Agent1.channels.channel1.type=fileagent1.channels.channel1.checkpointDir=/root/edisonchou_tmp/123  Agent1.channels.channel1.dataDirs=/root/edisonchou_tmp/

(3) configuration sink

Agent1.sinks.sink1.type=hdfsagent1.sinks.sink1.hdfs.path=hdfs://hadoop-master:9000/ Testdir/edisonchouagent1.sinks.sink1.hdfs.filetype=DataStreamagent1.sinks.sink1.hdfs.writeFormat =TEXTagent1.sinks.sink1.hdfs.rollInterval=1agent1.sinks.sink1.channel=  Channel1agent1.sinks.sink1.hdfs.filePrefix=%y-%m-%d
2.3 Monitoring specified directory tests

(1) Start Hadoop, old command:start-all.sh

(2) Create a new folder/root/edisonchou and create a new directory in HDFs/testdir/edisonchou

(3) Execute the following command in the Flume directory to start the sample agent

Bin/flume-ng agent-n agent1-c conf-f conf/example.conf-dflume.root.logger=debug,console

When shown, the agent started successfully.

(4) Open an SSH connection, create a new file test in the connection, write the content casually, then move it to the/root/edisonchou directory, and then look at the console information in the previous connection as follows, you can find the following information:

It can be found that when we add a file to the monitoring directory/root/edisonchou, the agent immediately writes the file to HDFs, which goes through about three steps: Create, close, rename. In the rename step, the primary is to remove the. tmp suffix. Shows the file we added to the Monitoring directory test has been added to HDFs through the agent:

  

Resources

(1) Hanlong, "flume-Open source Distributed Log Collection system": http://www.cnblogs.com/hanganglin/articles/4224928.html

(2) Windcarp, "Flume Collection Processing log file": http://www.cnblogs.com/windcarp/p/3872578.html

(3) My Little Life, "introduction and use of Flume 1.4": http://www.cnblogs.com/fuhaots2009/p/3473122.html

(4) Remnant night, "Flume log Collection": http://www.cnblogs.com/oubo/archive/2012/05/25/2517751.html

(5) Sandyfog, overview and simple examples of flume: http://www.cnblogs.com/sandyfog/p/3795967.html

(6) Apache, "Flume document": http://flume.apache.org/documentation.html

Zhou Xurong

Source: http://www.cnblogs.com/edisonchou/

The copyright of this article is owned by the author and the blog Park, welcome reprint, but without the consent of the author must retain this paragraph, and in the article page obvious location to give the original link.

Hadoop Learning Note -19.flume Framework Learning

Contact Us

The content source of this page is from Internet, which doesn't represent Alibaba Cloud's opinion; products and services mentioned on that page don't have any relationship with Alibaba Cloud. If the content of the page makes you feel confusing, please write us an email, we will handle the problem within 5 days after receiving your email.

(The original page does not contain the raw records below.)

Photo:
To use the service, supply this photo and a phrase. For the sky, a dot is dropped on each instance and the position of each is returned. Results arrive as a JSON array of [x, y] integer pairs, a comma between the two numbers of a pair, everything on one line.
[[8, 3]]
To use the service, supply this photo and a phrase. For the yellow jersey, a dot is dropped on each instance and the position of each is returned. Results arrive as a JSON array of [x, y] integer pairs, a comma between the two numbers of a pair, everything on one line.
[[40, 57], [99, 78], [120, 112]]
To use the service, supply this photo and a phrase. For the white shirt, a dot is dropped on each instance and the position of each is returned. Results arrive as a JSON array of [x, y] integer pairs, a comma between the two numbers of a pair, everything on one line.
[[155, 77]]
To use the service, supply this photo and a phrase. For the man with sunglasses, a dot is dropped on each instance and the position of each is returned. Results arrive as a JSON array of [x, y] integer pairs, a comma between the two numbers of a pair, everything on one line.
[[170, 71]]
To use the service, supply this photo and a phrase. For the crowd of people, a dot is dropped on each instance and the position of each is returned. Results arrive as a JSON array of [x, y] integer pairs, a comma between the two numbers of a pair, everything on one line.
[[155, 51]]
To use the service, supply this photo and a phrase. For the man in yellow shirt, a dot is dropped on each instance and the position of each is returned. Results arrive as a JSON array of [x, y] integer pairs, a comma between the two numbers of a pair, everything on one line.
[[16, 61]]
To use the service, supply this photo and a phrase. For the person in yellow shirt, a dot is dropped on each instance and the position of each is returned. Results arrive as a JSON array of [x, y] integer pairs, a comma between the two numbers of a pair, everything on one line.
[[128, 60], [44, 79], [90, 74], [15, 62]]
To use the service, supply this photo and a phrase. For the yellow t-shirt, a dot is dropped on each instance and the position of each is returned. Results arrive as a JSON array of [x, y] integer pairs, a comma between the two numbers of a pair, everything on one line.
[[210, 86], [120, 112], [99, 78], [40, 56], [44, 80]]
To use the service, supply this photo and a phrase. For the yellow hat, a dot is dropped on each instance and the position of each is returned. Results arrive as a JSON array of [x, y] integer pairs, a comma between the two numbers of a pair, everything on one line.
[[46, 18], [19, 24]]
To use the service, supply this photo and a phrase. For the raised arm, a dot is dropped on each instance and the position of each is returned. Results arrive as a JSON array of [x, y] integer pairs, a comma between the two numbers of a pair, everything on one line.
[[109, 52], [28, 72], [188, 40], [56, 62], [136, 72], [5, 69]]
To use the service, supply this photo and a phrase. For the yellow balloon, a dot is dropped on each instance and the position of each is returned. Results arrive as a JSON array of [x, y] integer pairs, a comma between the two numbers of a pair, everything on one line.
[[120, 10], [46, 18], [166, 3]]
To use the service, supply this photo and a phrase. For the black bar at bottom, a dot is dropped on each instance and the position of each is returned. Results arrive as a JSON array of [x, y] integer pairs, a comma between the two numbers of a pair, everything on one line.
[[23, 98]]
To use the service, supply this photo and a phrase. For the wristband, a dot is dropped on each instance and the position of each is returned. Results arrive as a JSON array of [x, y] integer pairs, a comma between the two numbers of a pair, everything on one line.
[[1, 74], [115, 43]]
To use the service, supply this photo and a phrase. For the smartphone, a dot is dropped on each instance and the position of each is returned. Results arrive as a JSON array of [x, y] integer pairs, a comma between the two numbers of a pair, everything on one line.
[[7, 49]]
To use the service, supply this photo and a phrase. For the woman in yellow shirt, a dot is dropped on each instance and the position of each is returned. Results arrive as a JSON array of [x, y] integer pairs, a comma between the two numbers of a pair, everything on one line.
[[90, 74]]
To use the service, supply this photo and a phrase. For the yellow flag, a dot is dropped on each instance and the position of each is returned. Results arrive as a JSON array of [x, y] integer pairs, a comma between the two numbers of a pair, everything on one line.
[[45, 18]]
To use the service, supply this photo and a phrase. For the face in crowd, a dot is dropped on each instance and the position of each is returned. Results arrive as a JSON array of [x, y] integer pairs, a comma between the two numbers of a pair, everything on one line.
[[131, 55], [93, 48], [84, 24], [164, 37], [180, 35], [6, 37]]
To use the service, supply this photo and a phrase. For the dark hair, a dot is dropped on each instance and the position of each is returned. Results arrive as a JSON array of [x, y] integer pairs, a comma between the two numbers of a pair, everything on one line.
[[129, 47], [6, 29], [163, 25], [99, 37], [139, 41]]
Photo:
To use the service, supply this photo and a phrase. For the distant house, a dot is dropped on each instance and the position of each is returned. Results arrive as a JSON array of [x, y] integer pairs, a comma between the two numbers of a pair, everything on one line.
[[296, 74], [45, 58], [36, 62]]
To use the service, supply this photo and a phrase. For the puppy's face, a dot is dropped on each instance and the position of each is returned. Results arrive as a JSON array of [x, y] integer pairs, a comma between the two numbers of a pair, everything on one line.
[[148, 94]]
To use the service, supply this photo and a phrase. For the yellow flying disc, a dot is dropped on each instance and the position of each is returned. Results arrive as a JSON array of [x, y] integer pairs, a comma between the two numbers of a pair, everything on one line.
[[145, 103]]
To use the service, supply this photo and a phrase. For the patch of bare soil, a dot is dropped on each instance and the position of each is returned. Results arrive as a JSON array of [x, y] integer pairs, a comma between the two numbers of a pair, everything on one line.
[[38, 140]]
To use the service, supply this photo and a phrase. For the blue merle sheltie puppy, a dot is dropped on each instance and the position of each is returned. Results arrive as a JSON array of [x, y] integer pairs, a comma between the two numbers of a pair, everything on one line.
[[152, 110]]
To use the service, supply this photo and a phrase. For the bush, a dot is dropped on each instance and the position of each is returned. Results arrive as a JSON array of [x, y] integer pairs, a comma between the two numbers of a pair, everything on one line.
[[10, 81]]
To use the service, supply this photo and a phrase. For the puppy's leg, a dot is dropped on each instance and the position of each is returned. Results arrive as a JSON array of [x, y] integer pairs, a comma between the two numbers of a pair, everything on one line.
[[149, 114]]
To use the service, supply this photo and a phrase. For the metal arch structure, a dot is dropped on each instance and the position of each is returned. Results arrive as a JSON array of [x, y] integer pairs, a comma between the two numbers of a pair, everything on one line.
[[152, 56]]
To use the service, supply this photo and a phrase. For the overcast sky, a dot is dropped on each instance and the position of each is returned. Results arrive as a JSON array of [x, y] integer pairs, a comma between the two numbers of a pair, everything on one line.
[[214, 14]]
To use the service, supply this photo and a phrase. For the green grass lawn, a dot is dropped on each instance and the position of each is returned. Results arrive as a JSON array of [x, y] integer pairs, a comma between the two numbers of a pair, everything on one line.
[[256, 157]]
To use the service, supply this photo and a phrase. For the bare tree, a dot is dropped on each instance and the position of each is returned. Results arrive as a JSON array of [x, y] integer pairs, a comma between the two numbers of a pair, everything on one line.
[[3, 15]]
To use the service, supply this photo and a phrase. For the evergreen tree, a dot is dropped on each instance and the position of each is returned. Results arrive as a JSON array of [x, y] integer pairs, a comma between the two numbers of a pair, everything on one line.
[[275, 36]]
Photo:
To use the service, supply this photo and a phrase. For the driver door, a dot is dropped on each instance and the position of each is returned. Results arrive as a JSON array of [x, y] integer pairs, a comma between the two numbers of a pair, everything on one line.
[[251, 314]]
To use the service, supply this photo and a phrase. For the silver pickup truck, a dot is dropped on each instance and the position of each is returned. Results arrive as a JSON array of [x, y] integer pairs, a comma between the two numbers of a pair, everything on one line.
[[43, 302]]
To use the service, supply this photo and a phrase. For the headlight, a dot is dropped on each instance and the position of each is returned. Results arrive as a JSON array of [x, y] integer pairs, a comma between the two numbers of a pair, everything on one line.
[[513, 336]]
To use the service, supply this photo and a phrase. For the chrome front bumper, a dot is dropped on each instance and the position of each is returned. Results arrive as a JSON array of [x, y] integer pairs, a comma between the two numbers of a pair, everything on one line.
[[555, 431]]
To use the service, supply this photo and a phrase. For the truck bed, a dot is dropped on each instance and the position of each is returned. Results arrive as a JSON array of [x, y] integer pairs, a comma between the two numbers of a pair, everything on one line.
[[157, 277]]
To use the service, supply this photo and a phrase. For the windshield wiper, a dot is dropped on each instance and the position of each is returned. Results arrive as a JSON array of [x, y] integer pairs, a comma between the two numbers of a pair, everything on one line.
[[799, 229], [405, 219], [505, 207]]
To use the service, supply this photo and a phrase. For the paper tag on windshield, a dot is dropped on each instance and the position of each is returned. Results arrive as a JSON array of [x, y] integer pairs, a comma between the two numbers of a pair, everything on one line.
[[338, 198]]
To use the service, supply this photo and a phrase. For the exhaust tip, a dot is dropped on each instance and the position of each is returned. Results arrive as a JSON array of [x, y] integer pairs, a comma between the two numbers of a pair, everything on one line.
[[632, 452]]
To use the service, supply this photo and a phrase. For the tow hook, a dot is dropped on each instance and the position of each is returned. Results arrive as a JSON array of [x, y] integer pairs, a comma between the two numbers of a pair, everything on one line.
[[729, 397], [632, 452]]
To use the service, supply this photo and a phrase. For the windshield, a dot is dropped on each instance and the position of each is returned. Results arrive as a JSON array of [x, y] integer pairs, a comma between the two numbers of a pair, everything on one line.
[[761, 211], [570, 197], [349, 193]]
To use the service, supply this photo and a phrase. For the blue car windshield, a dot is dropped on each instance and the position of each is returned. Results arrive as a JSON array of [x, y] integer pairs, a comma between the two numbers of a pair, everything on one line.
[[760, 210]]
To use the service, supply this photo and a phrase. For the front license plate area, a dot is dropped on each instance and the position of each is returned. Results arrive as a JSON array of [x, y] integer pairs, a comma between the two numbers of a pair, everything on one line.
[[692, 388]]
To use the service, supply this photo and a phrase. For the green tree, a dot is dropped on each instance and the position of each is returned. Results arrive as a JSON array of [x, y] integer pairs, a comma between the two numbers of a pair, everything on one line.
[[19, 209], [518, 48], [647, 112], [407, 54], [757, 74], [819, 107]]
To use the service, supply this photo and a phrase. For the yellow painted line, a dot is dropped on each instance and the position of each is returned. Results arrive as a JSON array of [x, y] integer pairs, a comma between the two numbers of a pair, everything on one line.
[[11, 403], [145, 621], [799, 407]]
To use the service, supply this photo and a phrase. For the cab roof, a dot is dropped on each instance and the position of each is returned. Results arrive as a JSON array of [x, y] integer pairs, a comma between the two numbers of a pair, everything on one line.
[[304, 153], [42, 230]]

If you find any instances of plagiarism from the community, please send an email to: info-contact@alibabacloud.com and provide relevant evidence. A staff member will contact you within 5 working days.

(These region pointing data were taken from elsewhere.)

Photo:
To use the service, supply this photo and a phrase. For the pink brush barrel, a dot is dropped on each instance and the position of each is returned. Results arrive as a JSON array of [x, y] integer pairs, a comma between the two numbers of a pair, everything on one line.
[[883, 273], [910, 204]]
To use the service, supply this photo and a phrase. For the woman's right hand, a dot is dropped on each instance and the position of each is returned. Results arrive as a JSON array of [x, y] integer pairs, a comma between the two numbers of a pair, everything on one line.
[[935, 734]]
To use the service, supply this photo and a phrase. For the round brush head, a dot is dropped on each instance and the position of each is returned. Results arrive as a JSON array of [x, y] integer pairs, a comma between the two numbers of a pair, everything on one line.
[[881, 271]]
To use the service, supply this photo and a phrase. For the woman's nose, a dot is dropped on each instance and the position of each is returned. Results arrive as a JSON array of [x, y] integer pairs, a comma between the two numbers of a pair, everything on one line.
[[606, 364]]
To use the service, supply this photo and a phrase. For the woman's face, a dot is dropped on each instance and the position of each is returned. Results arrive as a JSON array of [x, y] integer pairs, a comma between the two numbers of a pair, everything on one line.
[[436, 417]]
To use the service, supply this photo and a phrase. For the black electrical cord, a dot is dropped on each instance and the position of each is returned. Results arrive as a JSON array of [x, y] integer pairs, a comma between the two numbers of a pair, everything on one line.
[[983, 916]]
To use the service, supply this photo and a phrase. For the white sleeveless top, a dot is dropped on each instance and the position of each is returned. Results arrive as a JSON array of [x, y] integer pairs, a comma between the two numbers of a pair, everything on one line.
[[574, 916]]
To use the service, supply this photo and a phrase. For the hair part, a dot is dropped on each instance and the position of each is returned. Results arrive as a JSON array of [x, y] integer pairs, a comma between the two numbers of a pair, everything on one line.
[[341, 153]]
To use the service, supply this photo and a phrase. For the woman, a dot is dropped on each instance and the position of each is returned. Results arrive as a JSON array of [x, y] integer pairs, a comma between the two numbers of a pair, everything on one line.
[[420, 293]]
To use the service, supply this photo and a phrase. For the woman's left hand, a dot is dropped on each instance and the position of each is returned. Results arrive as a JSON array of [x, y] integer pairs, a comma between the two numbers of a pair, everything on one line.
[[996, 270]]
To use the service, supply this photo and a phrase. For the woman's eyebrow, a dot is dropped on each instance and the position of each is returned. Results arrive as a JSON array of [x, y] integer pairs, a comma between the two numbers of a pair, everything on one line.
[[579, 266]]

A Free Trial That Lets You Build Big!

Start building with 50+ products and up to 12 months usage for Elastic Compute Service

  • Sales Support

    1 on 1 presale consultation

  • After-Sales Support

    24/7 Technical Support 6 Free Tickets per Quarter Faster Response

  • Alibaba Cloud offers highly flexible support services tailored to meet your exact needs.